A Reforma Tributária brasileira, promulgada por meio da Emenda Constitucional 132/2023, representa a maior mudança no sistema fiscal do país em décadas e seu impacto direto no cálculo do BDI é inevitável.


Gráfico de explicação da reforma Tributária

Impacto Direto no BDI

Atualmente, o componente tributário do BDI inclui alíquotas de ISS, PIS, COFINS e CSLL de forma separada. Com a reforma, essa composição será alterada:


1. CBS e IBS unificados: a alíquota combinada de CBS + IBS ainda está sendo definida, mas estimativas apontam para algo em torno de 26,5% no regime pleno o que pode alterar significativamente o peso do componente tributário no BDI.


2. Crédito fiscal ampliado: o novo sistema adota o princípio de não cumulatividade plena, o que significa que as construtoras poderão aproveitar créditos de CBS e IBS em praticamente todas as etapas da cadeia produtiva, potencialmente reduzindo a carga tributária efetiva.


3. Regime de transição (2026–2032):a mudança será gradual. Durante o período de transição, os dois sistemas coexistirão, o que exigirá atenção redobrada na composição do BDI para evitar duplicidade ou omissão de tributos nos orçamentos.


4. Impacto nos contratos de longo prazo: obras com contratos plurianuais fechados antes da transição podem precisar de revisão contratual (reequilíbrio econômico-financeiro) para adequar o BDI à nova carga tributária.


O Que Fazer Agora?

  • Monitore as regulamentações complementares da reforma, pois as alíquotas definitivas ainda dependem de lei complementar.

  • Revise seus modelos de composição de BDI para garantir que estejam alinhados com a nova estrutura tributária.

  • Consulte um contador especializado em construção civil para adequar os contratos em andamento.

  • Acompanhe as atualizações do TCU e do SINAPI, que deverão publicar novas diretrizes de composição do BDI após a implementação da reforma.


Atenção: ignorar as mudanças tributárias na composição do BDI pode resultar em orçamentos defasados, contratos desequilibrados e prejuízos financeiros significativos.


Conclusão

A aplicação correta do BDI é um dos pilares fundamentais para o gerenciamento eficaz de um projeto de construção.

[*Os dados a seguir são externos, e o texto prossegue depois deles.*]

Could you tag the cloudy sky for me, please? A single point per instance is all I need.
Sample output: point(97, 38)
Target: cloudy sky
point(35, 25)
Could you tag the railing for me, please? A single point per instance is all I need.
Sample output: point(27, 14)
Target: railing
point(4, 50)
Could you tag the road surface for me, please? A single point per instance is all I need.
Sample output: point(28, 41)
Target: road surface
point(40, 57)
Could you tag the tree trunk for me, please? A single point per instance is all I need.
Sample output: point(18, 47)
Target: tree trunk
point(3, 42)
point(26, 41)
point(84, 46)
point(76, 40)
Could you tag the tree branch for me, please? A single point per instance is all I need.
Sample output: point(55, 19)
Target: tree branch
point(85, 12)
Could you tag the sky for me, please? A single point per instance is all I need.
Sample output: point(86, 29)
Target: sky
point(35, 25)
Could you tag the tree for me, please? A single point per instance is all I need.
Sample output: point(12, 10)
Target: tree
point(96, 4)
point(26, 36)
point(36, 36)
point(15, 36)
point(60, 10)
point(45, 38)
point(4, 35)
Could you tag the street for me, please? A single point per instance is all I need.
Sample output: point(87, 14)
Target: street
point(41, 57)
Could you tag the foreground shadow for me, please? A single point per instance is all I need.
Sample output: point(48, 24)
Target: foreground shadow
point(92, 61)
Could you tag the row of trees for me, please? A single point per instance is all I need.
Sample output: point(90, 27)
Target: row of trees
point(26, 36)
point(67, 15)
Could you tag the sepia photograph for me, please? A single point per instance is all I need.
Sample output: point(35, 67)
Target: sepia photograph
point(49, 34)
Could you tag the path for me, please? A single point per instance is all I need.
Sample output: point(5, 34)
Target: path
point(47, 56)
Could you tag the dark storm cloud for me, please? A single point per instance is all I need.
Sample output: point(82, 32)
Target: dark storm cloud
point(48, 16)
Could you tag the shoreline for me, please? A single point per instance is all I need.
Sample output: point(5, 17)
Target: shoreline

Por meio do conhecimento dos custos diretos e indiretos, da correta inclusão dos tributos e da aplicação da fórmula adequada, os profissionais do setor conseguem criar orçamentos mais precisos, minimizar riscos financeiros e garantir a viabilidade do projeto.


Com a chegada da Reforma Tributária, dominar o BDI tornou-se ainda mais estratégico: quem entende a fundo sua composição estará preparado para adaptar seus orçamentos às mudanças e sair na frente da concorrência.


Compreender o BDI e sua importância na execução de obras não é apenas uma questão de matemática, mas sim uma habilidade estratégica que pode definir o sucesso de qualquer empreendimento no setor da construção.